According to the “interactive view,” emotion words and the semantic concepts they refer to are separate from emotion but may interact with emotion after it has been formed (as in to communicate emotion or facilitate emotion regulation), or before it is generated (e.g., by directing attention to certain aspects of a stimulus, which may influence information processing leading up to an emotion). Models which propose that “cognition interacts with emotion” generally fall somewhere in this range (Clore & Ortony, 2008; Ellsworth, 2013; Kirkland & Cunningham, 2012; Moors & Scherer, 2013; Schachter & Singer, 1962).
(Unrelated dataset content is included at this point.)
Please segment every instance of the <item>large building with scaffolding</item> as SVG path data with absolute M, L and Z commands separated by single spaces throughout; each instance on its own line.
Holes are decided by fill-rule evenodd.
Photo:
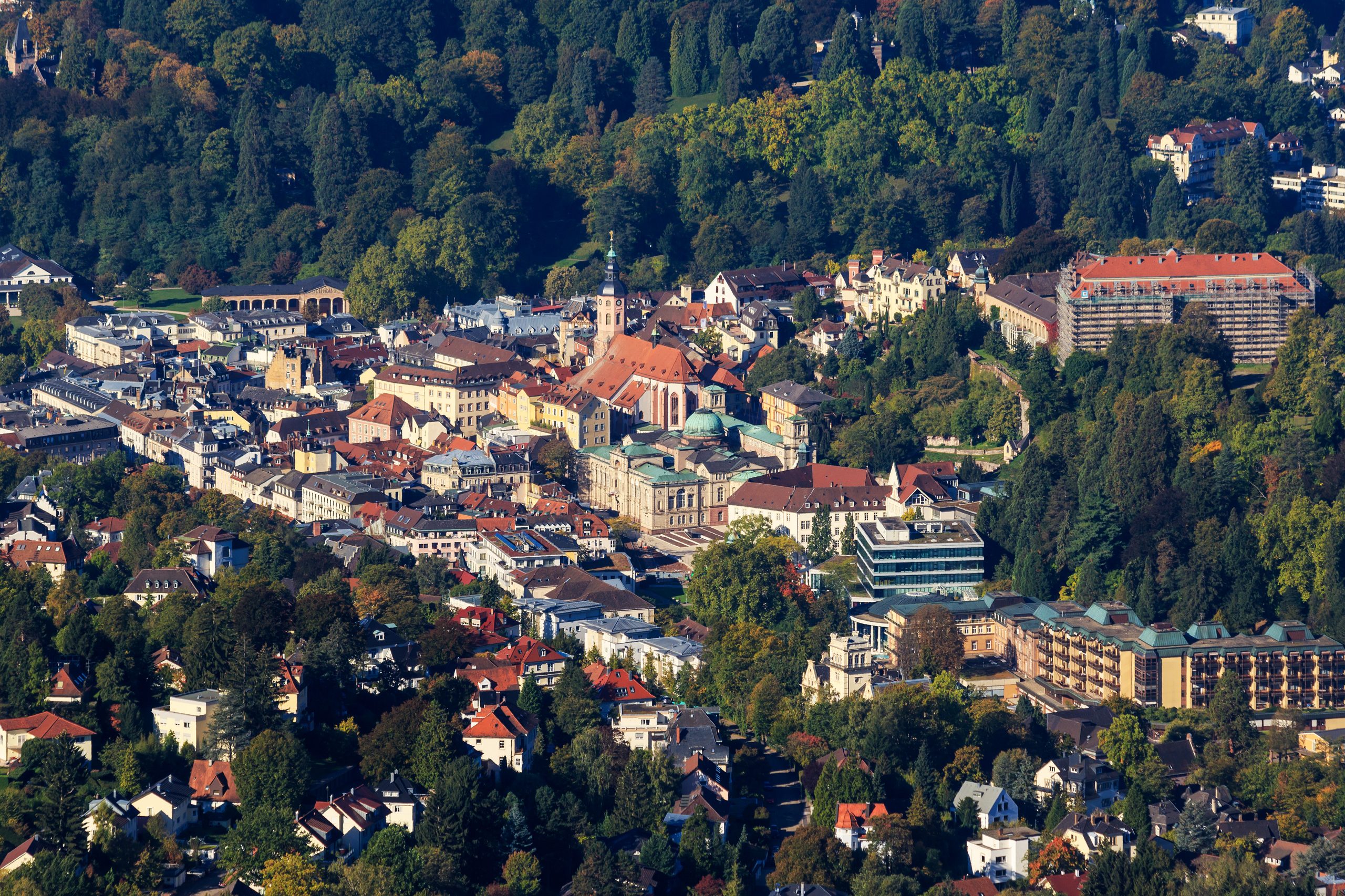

At the neural level, the interactive view implies that semantic processing and emotion processing involve distinct systems, but also that these systems may exert influences upon one another. For example, some emotion models suggest that the representational content for discrete emotions involves brainstem and somatosensory cortical areas (Damasio & Carvalho, 2013), or brainstem circuits that underlie defensive behaviors (Panksepp, 2011). From these accounts, systems for emotion and semantics may be interactive in that they may exert influence upon one another. That is, a semantic system—as a subset of a broader “cognitive” system —may take on a modulatory role over the emotional system by up or down regulating emotion, but does not itself help to represent or create these states.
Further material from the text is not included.